The standards and funding were established as part of a 2017 bill that also encourages computer science in every Iowa school.
“Computer science is a new basic skill in our technology-driven economy, and this work is about helping Iowa schools build a strong foundation for all students so they are prepared to meet workforce demands,” Iowa Department of Education Director Ryan Wise said. “This is an important part of the Future Ready Iowa initiative, which is about preparing Iowans to find rewarding, high-demand jobs and getting employers the skilled workers they need.”
Computer Science Standards
Members of the State Board of Education today adopted new statewide computer science standards that outline expectations for what students should know and be able to do in kindergarten through 12th grade. The board’s action was based on an Iowa team’s review and recommendation.
The board adopted the CSTA K-12 Computer Science Standards, which were developed by the Computer Science Teachers Association. The standards are optional for Iowa schools.
Members of the Computer Science Standards Review Team said they identified the CSTA standards because they include fundamental concepts of computer science for all students beginning in kindergarten, present options for high school computer science courses through mathematics, science or computer science graduation credits, and increase access of computer science to all students.

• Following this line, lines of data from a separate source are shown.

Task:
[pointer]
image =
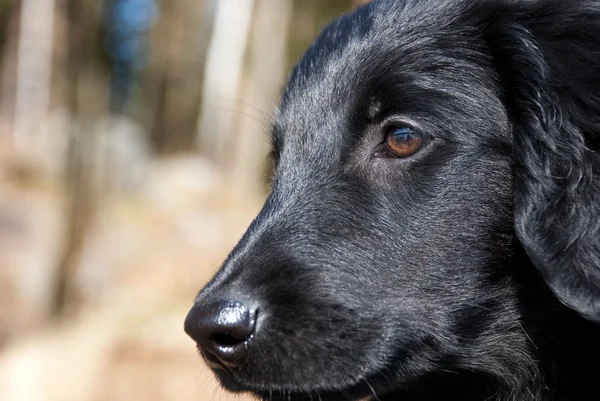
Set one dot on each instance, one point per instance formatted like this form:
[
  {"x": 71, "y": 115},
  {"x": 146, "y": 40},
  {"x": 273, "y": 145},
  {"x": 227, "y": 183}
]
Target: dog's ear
[{"x": 548, "y": 59}]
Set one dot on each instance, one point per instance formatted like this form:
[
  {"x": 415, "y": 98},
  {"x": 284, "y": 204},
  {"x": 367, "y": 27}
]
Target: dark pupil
[{"x": 403, "y": 135}]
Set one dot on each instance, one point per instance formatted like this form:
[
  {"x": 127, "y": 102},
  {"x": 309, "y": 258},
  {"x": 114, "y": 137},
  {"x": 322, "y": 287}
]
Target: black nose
[{"x": 221, "y": 330}]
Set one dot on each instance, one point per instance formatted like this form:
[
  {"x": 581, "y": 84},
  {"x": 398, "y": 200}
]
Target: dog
[{"x": 432, "y": 230}]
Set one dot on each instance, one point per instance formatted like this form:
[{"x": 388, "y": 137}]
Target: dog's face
[{"x": 386, "y": 249}]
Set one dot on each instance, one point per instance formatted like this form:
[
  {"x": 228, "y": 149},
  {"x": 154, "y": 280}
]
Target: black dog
[{"x": 433, "y": 229}]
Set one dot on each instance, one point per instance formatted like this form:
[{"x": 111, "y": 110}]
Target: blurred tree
[
  {"x": 87, "y": 99},
  {"x": 248, "y": 146},
  {"x": 169, "y": 102},
  {"x": 223, "y": 75}
]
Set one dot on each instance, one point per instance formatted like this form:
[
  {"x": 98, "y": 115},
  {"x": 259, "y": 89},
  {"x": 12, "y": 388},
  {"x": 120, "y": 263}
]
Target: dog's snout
[{"x": 222, "y": 331}]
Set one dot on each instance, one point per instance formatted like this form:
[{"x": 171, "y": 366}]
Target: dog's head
[{"x": 430, "y": 156}]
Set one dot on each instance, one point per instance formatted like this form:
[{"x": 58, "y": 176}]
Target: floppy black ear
[{"x": 548, "y": 57}]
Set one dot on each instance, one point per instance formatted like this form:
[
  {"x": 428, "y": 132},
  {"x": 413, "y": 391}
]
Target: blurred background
[{"x": 133, "y": 143}]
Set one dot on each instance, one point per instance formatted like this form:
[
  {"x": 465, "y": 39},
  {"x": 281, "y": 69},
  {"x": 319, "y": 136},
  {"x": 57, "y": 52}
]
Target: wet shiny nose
[{"x": 221, "y": 330}]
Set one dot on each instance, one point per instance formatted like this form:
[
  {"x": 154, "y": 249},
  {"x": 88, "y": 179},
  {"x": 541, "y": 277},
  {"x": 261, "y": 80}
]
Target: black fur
[{"x": 469, "y": 271}]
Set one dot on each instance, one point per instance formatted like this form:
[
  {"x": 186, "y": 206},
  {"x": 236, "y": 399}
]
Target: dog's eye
[{"x": 403, "y": 141}]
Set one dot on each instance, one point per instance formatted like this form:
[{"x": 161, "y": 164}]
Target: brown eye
[{"x": 403, "y": 141}]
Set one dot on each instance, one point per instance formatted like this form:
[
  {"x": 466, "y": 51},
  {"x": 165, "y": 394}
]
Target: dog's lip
[{"x": 231, "y": 382}]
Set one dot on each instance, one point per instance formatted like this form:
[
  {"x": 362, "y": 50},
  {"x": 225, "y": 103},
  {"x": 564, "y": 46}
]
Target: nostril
[
  {"x": 226, "y": 339},
  {"x": 222, "y": 329}
]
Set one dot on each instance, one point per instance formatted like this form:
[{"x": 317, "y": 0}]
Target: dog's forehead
[
  {"x": 338, "y": 69},
  {"x": 392, "y": 53}
]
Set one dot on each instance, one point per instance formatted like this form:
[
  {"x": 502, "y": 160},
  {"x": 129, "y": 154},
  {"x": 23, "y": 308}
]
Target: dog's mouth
[{"x": 365, "y": 388}]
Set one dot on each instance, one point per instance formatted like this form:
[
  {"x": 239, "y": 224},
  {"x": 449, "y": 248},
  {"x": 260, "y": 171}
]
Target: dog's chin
[{"x": 363, "y": 390}]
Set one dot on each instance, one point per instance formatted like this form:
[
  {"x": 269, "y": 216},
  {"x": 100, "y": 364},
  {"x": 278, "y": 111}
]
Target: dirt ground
[{"x": 143, "y": 260}]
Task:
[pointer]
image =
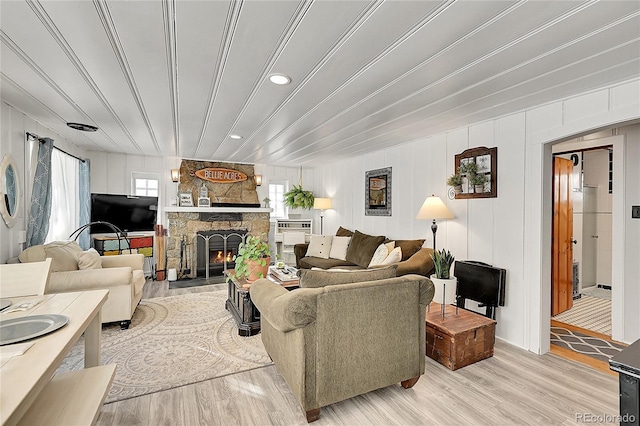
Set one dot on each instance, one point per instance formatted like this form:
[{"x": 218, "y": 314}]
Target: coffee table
[{"x": 239, "y": 303}]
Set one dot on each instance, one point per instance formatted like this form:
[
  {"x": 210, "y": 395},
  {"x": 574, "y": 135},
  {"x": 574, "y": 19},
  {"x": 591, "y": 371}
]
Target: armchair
[{"x": 339, "y": 341}]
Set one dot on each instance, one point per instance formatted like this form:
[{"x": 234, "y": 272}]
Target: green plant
[
  {"x": 253, "y": 248},
  {"x": 454, "y": 180},
  {"x": 442, "y": 260},
  {"x": 479, "y": 179},
  {"x": 298, "y": 198},
  {"x": 469, "y": 168}
]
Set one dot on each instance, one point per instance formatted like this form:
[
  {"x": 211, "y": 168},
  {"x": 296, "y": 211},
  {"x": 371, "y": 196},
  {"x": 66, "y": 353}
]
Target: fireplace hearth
[{"x": 217, "y": 249}]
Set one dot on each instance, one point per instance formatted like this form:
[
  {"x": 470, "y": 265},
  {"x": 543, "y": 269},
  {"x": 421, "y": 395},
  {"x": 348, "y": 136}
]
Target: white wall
[
  {"x": 511, "y": 231},
  {"x": 14, "y": 125}
]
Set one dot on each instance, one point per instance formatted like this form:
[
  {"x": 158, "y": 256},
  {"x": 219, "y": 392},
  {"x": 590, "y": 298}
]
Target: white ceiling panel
[{"x": 167, "y": 77}]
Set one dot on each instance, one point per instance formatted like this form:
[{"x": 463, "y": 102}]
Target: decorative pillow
[
  {"x": 409, "y": 247},
  {"x": 395, "y": 256},
  {"x": 339, "y": 246},
  {"x": 320, "y": 246},
  {"x": 379, "y": 255},
  {"x": 313, "y": 279},
  {"x": 343, "y": 232},
  {"x": 89, "y": 259},
  {"x": 362, "y": 247},
  {"x": 390, "y": 245}
]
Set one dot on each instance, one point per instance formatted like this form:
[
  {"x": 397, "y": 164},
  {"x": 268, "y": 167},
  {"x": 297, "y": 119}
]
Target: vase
[
  {"x": 446, "y": 287},
  {"x": 256, "y": 270}
]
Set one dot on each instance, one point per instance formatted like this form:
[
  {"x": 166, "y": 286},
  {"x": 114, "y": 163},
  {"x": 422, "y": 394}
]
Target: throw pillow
[
  {"x": 320, "y": 246},
  {"x": 390, "y": 245},
  {"x": 362, "y": 247},
  {"x": 339, "y": 246},
  {"x": 409, "y": 247},
  {"x": 395, "y": 256},
  {"x": 89, "y": 259},
  {"x": 343, "y": 232},
  {"x": 313, "y": 279},
  {"x": 379, "y": 255}
]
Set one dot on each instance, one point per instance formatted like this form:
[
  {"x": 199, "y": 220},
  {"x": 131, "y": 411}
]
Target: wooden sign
[{"x": 220, "y": 175}]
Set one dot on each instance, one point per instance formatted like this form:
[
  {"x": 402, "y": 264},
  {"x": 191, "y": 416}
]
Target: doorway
[{"x": 589, "y": 175}]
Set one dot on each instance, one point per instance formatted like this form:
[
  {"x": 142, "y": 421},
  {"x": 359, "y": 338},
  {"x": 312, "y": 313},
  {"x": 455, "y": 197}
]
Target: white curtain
[{"x": 65, "y": 197}]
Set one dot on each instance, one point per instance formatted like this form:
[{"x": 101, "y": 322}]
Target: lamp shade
[
  {"x": 321, "y": 203},
  {"x": 434, "y": 208}
]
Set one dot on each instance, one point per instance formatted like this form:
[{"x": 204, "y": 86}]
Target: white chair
[
  {"x": 24, "y": 279},
  {"x": 289, "y": 240}
]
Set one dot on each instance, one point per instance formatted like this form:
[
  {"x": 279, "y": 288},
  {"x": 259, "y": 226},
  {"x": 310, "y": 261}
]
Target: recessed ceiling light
[
  {"x": 280, "y": 79},
  {"x": 82, "y": 127}
]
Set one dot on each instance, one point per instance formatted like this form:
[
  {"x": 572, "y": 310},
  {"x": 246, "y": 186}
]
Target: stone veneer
[{"x": 187, "y": 224}]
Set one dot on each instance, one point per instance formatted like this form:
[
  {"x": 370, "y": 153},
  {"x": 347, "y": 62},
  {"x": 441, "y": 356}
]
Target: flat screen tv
[{"x": 130, "y": 213}]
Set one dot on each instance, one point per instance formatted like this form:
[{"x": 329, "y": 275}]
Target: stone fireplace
[
  {"x": 216, "y": 249},
  {"x": 234, "y": 210}
]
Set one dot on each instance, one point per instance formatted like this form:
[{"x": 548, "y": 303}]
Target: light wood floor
[{"x": 513, "y": 387}]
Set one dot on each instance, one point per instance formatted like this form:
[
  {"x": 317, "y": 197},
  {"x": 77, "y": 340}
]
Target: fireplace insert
[{"x": 222, "y": 247}]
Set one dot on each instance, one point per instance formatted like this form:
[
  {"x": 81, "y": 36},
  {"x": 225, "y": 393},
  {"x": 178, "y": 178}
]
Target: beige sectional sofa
[
  {"x": 343, "y": 334},
  {"x": 73, "y": 269},
  {"x": 361, "y": 249}
]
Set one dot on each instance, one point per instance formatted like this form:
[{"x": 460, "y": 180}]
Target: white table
[{"x": 24, "y": 377}]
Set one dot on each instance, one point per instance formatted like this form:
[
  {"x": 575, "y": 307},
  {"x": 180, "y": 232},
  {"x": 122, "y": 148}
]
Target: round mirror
[{"x": 10, "y": 190}]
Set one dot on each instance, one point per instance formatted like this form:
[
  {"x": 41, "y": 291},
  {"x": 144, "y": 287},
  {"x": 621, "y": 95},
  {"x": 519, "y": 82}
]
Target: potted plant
[
  {"x": 478, "y": 180},
  {"x": 298, "y": 198},
  {"x": 455, "y": 180},
  {"x": 252, "y": 260},
  {"x": 444, "y": 283}
]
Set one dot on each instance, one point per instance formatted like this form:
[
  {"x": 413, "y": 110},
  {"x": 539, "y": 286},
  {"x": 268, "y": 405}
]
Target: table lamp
[{"x": 434, "y": 208}]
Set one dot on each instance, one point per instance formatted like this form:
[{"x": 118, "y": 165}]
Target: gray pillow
[
  {"x": 313, "y": 278},
  {"x": 362, "y": 247}
]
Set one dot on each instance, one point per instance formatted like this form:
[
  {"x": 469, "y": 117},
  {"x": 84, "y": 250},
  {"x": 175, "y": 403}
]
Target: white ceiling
[{"x": 176, "y": 78}]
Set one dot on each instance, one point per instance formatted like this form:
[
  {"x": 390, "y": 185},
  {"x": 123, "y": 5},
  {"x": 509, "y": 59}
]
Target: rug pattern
[
  {"x": 587, "y": 345},
  {"x": 173, "y": 341}
]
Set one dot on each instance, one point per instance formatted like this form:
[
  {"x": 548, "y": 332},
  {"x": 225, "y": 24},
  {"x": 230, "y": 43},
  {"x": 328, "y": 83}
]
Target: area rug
[
  {"x": 584, "y": 344},
  {"x": 173, "y": 341},
  {"x": 589, "y": 312}
]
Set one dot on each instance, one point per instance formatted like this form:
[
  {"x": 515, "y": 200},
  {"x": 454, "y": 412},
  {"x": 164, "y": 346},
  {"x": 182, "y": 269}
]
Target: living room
[{"x": 511, "y": 231}]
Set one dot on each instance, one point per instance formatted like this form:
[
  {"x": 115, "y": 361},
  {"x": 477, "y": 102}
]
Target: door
[{"x": 562, "y": 238}]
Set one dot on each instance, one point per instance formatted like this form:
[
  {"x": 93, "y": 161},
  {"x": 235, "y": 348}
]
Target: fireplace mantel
[{"x": 174, "y": 209}]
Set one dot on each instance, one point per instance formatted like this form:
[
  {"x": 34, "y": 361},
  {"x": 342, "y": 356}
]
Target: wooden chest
[{"x": 458, "y": 340}]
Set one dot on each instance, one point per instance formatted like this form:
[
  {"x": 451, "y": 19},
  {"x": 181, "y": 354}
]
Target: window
[
  {"x": 276, "y": 195},
  {"x": 65, "y": 197},
  {"x": 144, "y": 184}
]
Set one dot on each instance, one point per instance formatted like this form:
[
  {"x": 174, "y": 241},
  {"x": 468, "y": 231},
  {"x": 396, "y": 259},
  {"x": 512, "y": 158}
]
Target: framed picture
[
  {"x": 378, "y": 192},
  {"x": 485, "y": 165}
]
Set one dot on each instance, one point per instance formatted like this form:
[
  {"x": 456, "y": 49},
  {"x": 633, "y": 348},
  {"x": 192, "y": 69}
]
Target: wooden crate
[{"x": 458, "y": 340}]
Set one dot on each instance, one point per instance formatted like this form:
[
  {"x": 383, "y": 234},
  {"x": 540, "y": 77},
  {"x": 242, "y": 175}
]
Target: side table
[
  {"x": 458, "y": 339},
  {"x": 239, "y": 303}
]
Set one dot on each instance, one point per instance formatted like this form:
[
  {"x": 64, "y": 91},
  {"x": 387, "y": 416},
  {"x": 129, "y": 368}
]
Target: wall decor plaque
[{"x": 220, "y": 175}]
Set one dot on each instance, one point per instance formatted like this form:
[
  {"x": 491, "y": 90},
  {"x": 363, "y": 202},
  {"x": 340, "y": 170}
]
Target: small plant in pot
[
  {"x": 478, "y": 181},
  {"x": 298, "y": 198},
  {"x": 444, "y": 282},
  {"x": 252, "y": 260},
  {"x": 455, "y": 180},
  {"x": 442, "y": 261}
]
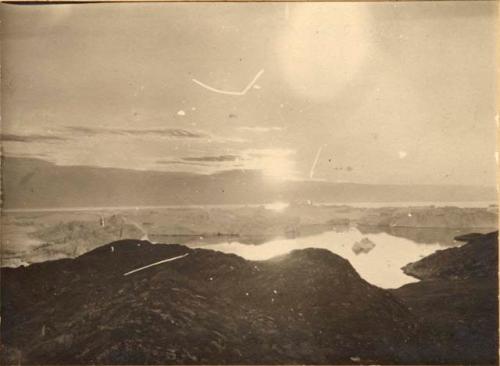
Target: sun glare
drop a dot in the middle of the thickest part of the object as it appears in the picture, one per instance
(277, 206)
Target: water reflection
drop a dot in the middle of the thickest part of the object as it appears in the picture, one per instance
(442, 236)
(381, 266)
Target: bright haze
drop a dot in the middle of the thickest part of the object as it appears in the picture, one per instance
(380, 93)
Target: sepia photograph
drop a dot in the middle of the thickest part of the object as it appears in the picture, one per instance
(249, 183)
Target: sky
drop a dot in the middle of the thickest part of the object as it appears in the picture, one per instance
(383, 93)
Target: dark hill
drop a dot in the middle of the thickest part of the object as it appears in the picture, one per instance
(206, 308)
(456, 302)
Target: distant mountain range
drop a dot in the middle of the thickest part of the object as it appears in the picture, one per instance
(34, 183)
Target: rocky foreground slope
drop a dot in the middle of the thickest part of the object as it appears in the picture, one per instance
(456, 301)
(307, 307)
(209, 308)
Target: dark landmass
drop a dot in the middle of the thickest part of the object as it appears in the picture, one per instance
(306, 307)
(207, 308)
(457, 301)
(34, 183)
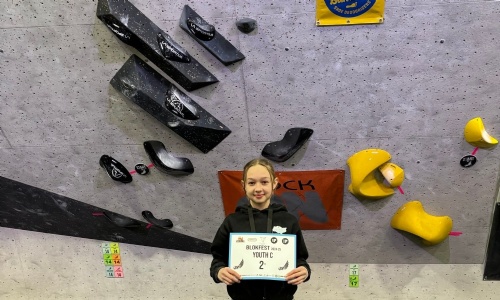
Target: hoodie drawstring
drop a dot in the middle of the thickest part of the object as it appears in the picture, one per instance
(252, 221)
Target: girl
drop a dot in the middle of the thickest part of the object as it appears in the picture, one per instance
(259, 215)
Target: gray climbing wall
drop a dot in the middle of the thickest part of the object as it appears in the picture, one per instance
(407, 86)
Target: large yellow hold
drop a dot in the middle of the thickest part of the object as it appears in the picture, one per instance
(412, 218)
(368, 169)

The team’s recommendation followed a period of public input, which included an online survey and public forums.
Professional Development Incentive Fund
Also on Friday, the Iowa Department of Education announced the availability of a $1 million professional development incentive fund, which is designed to build the computer science teacher workforce in schools statewide.
The funding will help schools pay for professional learning or university coursework for teaching endorsements in computer science.
The professional development incentive fund will be available to school districts through a competitive application process.
“This will allow Iowa schools to create innovative, diverse approaches to providing professional learning and expanding high-quality computer science instruction for students,” Wise said.
Iowa legislators set aside $500,000 for the incentive fund. The rest of the money will come from a 2007 settlement of an Iowa class-action anti-trust lawsuit filed against Microsoft Corp. The lawsuit was filed on behalf of Iowans who had bought the company’s programs at allegedly inflated prices, and the settlement agreement included setting aside a portion of unclaimed money for technology in Iowa schools.